The state oil company then indicated that as consignments from Dangote Refinery are discharged in fueling stations across the country, the price of the product would rise to reflect depot sale price, statutory charges, transportation costs and distribution challenges faced by different regions.
However, despite that announcement, pump prices of petrol at NNPC stations across Nigeria have in the one month hovered around N855 and N897, depending on location.
But NNPC insiders have now told journalists that with the company gradually exhausting its imported stock of petrol and now relying more on cargoes from Dangote Refinery, the pump price of the product would have to be adjusted upward to reflect that reality.
It is unclear what the new price regime would be. Femi Soneye, the chief communications officer of the NNPC, was not immediately available to provide details of the impending price adjustment. He did not answer or return calls seeking his comment for this story.
However, the company had indicated in a pricing template it released on September 16 that once gantry price from Dangote Refinery and all charges were computed, the price of petrol at its pumps in Lagos would be N950.22 per litre, N980.22 in Rivers State, and N992.22 in Abuja.
The company estimated in that same September 16 template that the product would sell for N999.22 per litre at its stations in Nigeria’s North-western geopolitical zone while in Borno and other North-eastern states, the product would cost an estimated N1,019 per litre.
In Nigeria’s South-east, the company said petrol would cost N980.22 while consumers in South-west states (Oyo, Ogun, Ekiti, Osun, Ondo) would pay N960.22 per litre for the product.

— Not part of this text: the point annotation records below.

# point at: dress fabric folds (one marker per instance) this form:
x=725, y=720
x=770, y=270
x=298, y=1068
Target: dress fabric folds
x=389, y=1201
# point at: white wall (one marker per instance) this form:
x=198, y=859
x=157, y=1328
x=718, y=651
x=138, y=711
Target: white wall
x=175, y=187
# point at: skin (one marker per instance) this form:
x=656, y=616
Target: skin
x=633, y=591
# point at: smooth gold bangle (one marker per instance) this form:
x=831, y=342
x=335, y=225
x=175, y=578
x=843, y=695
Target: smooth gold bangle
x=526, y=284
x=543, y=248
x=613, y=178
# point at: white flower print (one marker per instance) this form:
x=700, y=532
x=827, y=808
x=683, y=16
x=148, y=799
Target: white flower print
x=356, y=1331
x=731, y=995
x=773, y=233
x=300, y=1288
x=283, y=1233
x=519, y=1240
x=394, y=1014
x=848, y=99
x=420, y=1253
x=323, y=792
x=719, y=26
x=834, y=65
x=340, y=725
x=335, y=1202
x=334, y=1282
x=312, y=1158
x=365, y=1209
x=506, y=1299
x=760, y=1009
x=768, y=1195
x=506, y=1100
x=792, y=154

But company insiders said the September 16 estimate is outdated given foreign exchange fluctuations in the country and the rise in crude prices due to the escalating tension in the Middle East.
“With crude now trading for more than $78 per barrel as of Sunday (today) and the naira exchanging for N1,660 to a dollar, there is no way a litre of petrol can sell for below N1350 per litre in Nigeria,” the official said.
The NNPC had on September 3 increased the price of petrol at its pumps from from N617 per litre to between N855 and N897, depending on location.